Thesis Title Vocabulary Selection and Treatment in an Advanced L2 Reading Class
School, Centre or Institute School of English, Media Studies and Art History
Institution The University of Queensland
Publication date 2008-06
Thesis type PhD Thesis
Supervisor Harrington, Michael W.
Wales, Mavis L.
Subjects 420000 Language and Culture
Formatted abstract Most teachers and language learners agree that vocabulary is one of the most important areas of language learning because it carries the main information load in a communicative situation. Some linguists (e.g. Lewis, 1993) go as far as to claim that language acquisition is basically a matter of developing lexical competence in the target language. However, although the importance of vocabulary knowledge to the ability to use the language seems obvious, how that knowledge develops and how - and even whether-it should be taught explicitly remains the subject of great debate. Numerous studies on the nature of vocabulary learning, vocabulary size, word frequency and representation of words in the mental lexicon published in recent years have improved our understanding of vocabulary acquisition and pedagogy. The studies, however, have also often produced different, even conflicting results about the effect of vocabulary instruction on lexical proficiency of the students.

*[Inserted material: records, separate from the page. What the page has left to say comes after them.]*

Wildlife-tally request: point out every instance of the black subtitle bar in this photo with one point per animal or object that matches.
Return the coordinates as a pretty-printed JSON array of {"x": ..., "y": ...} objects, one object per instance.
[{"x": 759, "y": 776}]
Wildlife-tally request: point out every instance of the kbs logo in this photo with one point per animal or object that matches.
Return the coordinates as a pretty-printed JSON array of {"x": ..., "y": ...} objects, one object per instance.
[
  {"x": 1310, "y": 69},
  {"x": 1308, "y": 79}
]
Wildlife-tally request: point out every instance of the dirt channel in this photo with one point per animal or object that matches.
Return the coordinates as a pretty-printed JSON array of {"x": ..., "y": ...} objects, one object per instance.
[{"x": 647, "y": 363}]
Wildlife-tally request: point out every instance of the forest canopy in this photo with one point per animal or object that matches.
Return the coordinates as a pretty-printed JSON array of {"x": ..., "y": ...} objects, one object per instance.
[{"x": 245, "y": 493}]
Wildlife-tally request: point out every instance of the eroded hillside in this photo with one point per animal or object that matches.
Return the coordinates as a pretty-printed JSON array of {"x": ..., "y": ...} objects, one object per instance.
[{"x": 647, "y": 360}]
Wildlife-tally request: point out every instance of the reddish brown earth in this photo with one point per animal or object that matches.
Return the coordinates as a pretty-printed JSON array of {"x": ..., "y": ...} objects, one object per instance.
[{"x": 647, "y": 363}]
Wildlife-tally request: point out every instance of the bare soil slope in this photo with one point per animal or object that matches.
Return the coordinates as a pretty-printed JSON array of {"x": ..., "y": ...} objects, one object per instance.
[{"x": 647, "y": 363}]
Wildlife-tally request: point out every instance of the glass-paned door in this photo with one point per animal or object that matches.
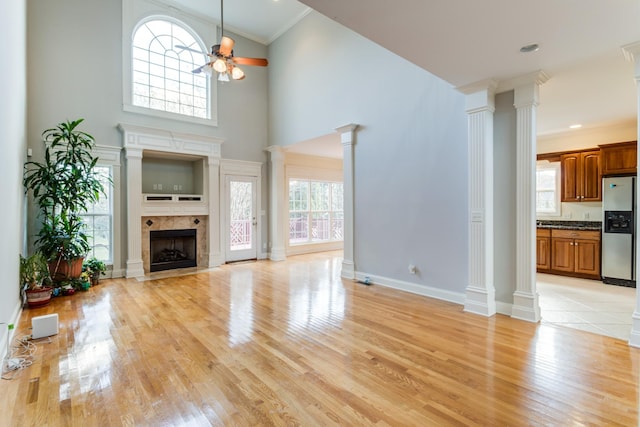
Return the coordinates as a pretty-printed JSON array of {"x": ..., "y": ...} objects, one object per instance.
[{"x": 241, "y": 218}]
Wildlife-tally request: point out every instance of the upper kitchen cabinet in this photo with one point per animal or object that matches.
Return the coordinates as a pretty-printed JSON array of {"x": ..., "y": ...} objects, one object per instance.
[
  {"x": 581, "y": 178},
  {"x": 619, "y": 159}
]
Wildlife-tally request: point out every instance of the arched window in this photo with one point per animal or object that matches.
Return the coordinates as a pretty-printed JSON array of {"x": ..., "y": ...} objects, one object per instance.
[{"x": 162, "y": 77}]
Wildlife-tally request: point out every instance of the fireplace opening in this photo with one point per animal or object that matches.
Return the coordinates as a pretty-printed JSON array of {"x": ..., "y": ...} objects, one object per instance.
[{"x": 170, "y": 249}]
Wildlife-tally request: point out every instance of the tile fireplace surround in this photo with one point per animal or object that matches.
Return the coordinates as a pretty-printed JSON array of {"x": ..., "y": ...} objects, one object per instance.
[
  {"x": 176, "y": 214},
  {"x": 175, "y": 223}
]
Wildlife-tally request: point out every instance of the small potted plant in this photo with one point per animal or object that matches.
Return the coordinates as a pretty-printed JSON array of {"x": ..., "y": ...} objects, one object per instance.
[
  {"x": 34, "y": 280},
  {"x": 94, "y": 268}
]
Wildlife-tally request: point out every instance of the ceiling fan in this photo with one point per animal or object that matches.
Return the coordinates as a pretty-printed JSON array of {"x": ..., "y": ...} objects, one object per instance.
[{"x": 222, "y": 59}]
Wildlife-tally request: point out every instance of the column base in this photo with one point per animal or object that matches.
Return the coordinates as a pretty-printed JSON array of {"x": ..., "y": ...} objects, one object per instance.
[
  {"x": 634, "y": 337},
  {"x": 480, "y": 301},
  {"x": 525, "y": 307}
]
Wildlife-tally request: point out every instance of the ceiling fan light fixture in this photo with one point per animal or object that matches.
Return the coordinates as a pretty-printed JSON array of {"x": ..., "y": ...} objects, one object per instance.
[
  {"x": 237, "y": 73},
  {"x": 220, "y": 65}
]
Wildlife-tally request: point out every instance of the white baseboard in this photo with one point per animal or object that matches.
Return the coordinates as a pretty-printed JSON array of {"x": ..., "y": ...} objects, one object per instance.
[
  {"x": 414, "y": 288},
  {"x": 7, "y": 335}
]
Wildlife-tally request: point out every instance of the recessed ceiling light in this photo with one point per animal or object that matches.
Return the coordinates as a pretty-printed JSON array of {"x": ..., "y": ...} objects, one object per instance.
[{"x": 530, "y": 48}]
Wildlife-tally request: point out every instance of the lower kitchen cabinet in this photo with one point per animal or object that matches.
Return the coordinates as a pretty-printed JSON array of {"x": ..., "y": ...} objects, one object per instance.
[
  {"x": 543, "y": 250},
  {"x": 575, "y": 253}
]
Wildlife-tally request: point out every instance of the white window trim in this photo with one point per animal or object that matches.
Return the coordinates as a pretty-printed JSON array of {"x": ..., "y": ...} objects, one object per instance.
[
  {"x": 135, "y": 13},
  {"x": 110, "y": 156},
  {"x": 543, "y": 164}
]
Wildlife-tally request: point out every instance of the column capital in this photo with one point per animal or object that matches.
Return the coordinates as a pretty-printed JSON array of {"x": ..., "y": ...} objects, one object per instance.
[
  {"x": 276, "y": 151},
  {"x": 346, "y": 134}
]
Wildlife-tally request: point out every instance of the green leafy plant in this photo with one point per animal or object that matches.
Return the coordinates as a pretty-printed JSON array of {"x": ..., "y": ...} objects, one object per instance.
[
  {"x": 63, "y": 186},
  {"x": 34, "y": 271},
  {"x": 93, "y": 267}
]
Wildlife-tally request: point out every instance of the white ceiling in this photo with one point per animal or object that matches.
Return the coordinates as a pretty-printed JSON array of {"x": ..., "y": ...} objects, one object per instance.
[{"x": 467, "y": 41}]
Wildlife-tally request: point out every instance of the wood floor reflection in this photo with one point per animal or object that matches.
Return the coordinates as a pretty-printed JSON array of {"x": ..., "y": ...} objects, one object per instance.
[{"x": 290, "y": 343}]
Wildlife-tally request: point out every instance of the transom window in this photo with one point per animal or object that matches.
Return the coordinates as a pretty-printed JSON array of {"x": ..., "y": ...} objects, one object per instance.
[
  {"x": 162, "y": 73},
  {"x": 315, "y": 211}
]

For the classroom teacher looking to the research literature for guidance, this presents a problem. Vocabulary is an integral part of the second language curriculum but how it is handled in the classroom depends on a number of factors. Whether it is taught explicitly or implicitly, the methods used to teach and test it, and amount taught depends on the proficiency level and learning goals of the learner, as well the domain (reading, writing, listening & speaking) taught are all of potential importance.

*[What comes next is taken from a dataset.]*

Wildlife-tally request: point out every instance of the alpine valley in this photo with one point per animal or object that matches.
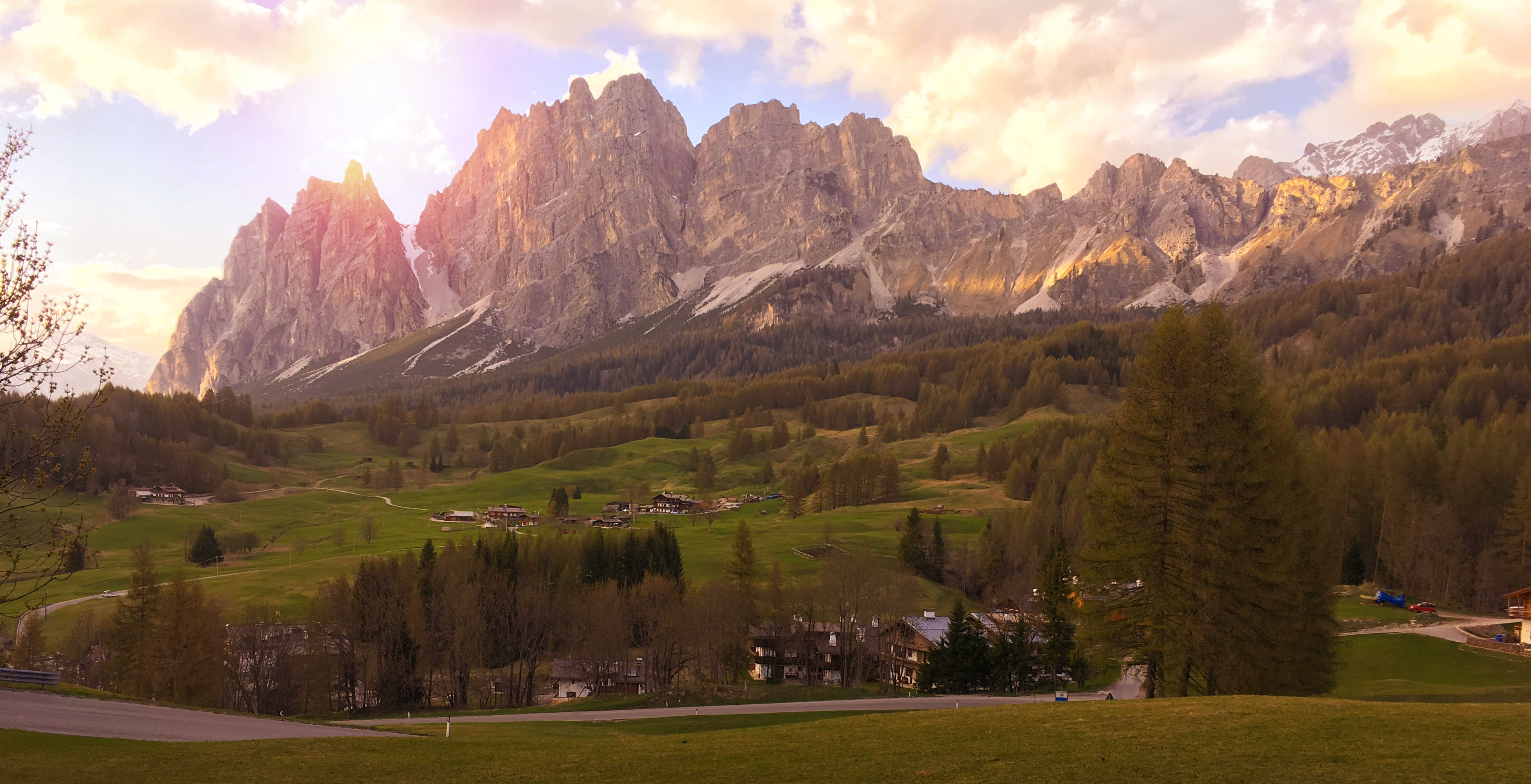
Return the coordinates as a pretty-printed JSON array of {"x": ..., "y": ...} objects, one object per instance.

The central aim of this dissertation is to assess the efficacy of semantic link-based instruction in the development of vocabulary knowledge in a foreign language instructional context. Semantic links are relationships between words that make up the semantic network by which lexical knowledge is represented in the mind of the language users be they native speakers or language learners.
Two kinds of semantic link knowledge will be examined in the dissertation: context– independent word associations in which lexical items are related to other words in the language, and text-based lexical links where the semantic links are defined in relation to other words in the text. Both are based on associative learning.
Three studies were conducted with advanced adult Japanese learners of English enrolled in a private language school in Tokyo. All studies were conducted in an advanced reading class. In Study One vocabulary learning through word associations, explicit definitions and inferring word meaning from context was examined. Study Two investigated text-based lexical links as a possible criterion for the selection of the target vocabulary in an L2 reading class. Items selected based on the richness of lexical links in the text were compared to words chosen based on teachers' intuition and general frequency of occurrence in the language. The study also examined the relationship between each of these methods and the effects of vocabulary pre-teaching on text comprehension and potential vocabulary growth. Study Three looked at the text-based lexical links as an instructional method in a second-language reading class. Instruction through semantic mapping, a technique employing the text-based lexical links, was compared to a more traditional word listing approach. Evaluation of each method was made based on implicit vocabulary learning and the results of reading comprehension tests.
The results of the study suggest that semantic-link based instruction offers potential advantages to advanced learners who have limited contact with the target language. The benefits come both in terms of quality of word knowledge and the effect on student motivation. The findings of the study also highlight the importance of establishing a clear standard for identifying the target vocabulary in L2 reading instruction. The pattern of results suggests that text-based lexical links may be a better criterion for vocabulary selection than frequency counts. Pedagogical findings and future research directions are discussed.